Les membres du Comité National, en particulier les 21 absents du 7 juillet, convoqués, comme les autres, par téléphone ou par SMS, sous un délai de 48h, pour une réunion sans autre précision que « élections sénatoriales » ne peuvent accepter une décision aussi importante prise au mieux par 15 d’entre eux.
Ils doivent faire en sorte que cette décision soit tenue pour nulle et non avenue, que le CN soit à nouveau convoqué, sous un délai de 3 à 5 jours, avec un rapport introductif sur les élections sénatoriales et sur tous nos candidats.
Les balisiers et leurs présidents doivent se ressaisir. Ils doivent se réunir au plus vite et faire savoir au Secrétaire Général qu’ils n’ont aucune intention de se soumettre à une décision dont ils n’ont jamais débattu et qu’ils souhaitent voir rapportée.
Il y avait 4 candidats PPM aux prochaines élections sénatoriales.
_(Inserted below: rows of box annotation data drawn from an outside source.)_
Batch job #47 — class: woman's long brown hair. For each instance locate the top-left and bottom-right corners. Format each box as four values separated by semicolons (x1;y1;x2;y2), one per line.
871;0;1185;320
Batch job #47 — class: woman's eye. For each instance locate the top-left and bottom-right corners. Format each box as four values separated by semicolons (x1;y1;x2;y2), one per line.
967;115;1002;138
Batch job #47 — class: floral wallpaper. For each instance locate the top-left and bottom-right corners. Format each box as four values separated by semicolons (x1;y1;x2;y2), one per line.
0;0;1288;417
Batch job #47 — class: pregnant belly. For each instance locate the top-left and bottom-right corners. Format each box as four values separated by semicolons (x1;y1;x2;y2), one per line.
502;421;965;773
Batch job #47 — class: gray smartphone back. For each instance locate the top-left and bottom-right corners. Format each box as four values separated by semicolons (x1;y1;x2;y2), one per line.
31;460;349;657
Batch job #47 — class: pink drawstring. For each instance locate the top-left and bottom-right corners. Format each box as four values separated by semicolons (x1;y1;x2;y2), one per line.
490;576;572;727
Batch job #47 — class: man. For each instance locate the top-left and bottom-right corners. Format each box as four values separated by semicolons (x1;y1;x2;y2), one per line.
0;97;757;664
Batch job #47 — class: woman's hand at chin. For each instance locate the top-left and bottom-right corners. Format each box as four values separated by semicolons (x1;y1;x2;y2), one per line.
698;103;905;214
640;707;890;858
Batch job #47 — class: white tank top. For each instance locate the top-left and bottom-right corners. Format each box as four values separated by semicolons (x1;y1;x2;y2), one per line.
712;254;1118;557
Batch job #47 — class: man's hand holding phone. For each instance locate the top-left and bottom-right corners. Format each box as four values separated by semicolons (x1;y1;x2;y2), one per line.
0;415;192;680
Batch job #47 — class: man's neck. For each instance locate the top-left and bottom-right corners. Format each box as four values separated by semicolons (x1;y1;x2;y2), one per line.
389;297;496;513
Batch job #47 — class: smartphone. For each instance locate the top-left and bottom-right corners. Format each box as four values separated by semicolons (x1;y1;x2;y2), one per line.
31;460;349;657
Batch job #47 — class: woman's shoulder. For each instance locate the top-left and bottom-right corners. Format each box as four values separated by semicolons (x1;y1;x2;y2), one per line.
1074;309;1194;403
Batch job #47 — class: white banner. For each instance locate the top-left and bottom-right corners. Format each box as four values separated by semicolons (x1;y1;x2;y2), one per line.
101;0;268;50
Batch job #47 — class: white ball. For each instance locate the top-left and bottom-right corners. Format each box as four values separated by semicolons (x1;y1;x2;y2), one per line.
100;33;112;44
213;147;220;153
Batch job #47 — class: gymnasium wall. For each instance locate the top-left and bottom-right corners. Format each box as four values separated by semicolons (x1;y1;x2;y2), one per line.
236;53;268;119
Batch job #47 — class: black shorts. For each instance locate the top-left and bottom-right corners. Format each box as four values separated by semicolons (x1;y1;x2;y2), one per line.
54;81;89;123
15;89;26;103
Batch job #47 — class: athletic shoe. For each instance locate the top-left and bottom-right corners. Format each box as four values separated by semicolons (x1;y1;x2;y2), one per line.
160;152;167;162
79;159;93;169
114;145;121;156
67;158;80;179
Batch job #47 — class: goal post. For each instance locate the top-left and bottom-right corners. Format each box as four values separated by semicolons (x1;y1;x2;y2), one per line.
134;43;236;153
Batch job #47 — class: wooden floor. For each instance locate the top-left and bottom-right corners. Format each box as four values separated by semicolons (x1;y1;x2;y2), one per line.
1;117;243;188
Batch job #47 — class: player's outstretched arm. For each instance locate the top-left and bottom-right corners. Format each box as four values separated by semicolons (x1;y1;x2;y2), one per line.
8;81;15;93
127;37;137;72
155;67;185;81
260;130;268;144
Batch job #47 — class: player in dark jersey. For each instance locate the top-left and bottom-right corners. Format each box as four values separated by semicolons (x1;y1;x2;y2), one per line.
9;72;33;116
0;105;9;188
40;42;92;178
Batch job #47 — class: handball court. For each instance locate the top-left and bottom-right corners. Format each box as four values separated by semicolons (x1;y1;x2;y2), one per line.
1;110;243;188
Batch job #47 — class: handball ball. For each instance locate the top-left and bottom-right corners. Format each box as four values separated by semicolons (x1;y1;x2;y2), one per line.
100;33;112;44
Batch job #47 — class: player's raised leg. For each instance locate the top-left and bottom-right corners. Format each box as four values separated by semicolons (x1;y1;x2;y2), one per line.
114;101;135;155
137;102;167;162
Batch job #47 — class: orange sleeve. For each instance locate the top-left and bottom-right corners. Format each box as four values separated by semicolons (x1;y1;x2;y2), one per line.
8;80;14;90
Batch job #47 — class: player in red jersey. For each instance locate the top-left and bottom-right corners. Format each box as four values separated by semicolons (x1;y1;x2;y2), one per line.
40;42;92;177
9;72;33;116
Il peut y en avoir un 5e, celle de Larcher puisqu’il était membre du Parti depuis une semaine quand il a été investi par le CN pour porter le 25 septembre prochain, les armes du parti, « cette grande fleur énigmatique du balisier qui est un triple cœur pantelant au bout d’une lance. »
Mais il faut lui faire comprendre que sa candidature est mal venue dans le parti d’Aimé Césaire où l’on n’a pas attendu son adhésion pour avoir un candidat digne de nous représenter honorablement dans la Haute Assemblée et qu’elle est en tout état de cause vouée à l’échec.
La direction du Parti peut et doit se donner les moyens d’organiser sinon une primaire du moins une consultation de ses grands électeurs (conseillers régionaux, conseillers généraux, maires, adjoints et conseillers municipaux progressistes) afin d’éclairer les balisiers, de stimuler la commission d’investiture et d’aider le Comité National, effectivement seul habilité à faire le choix qui nous garantira la présence au Sénat du candidat le plus capable d’y représenter dignement le parti d’Aimé Césaire.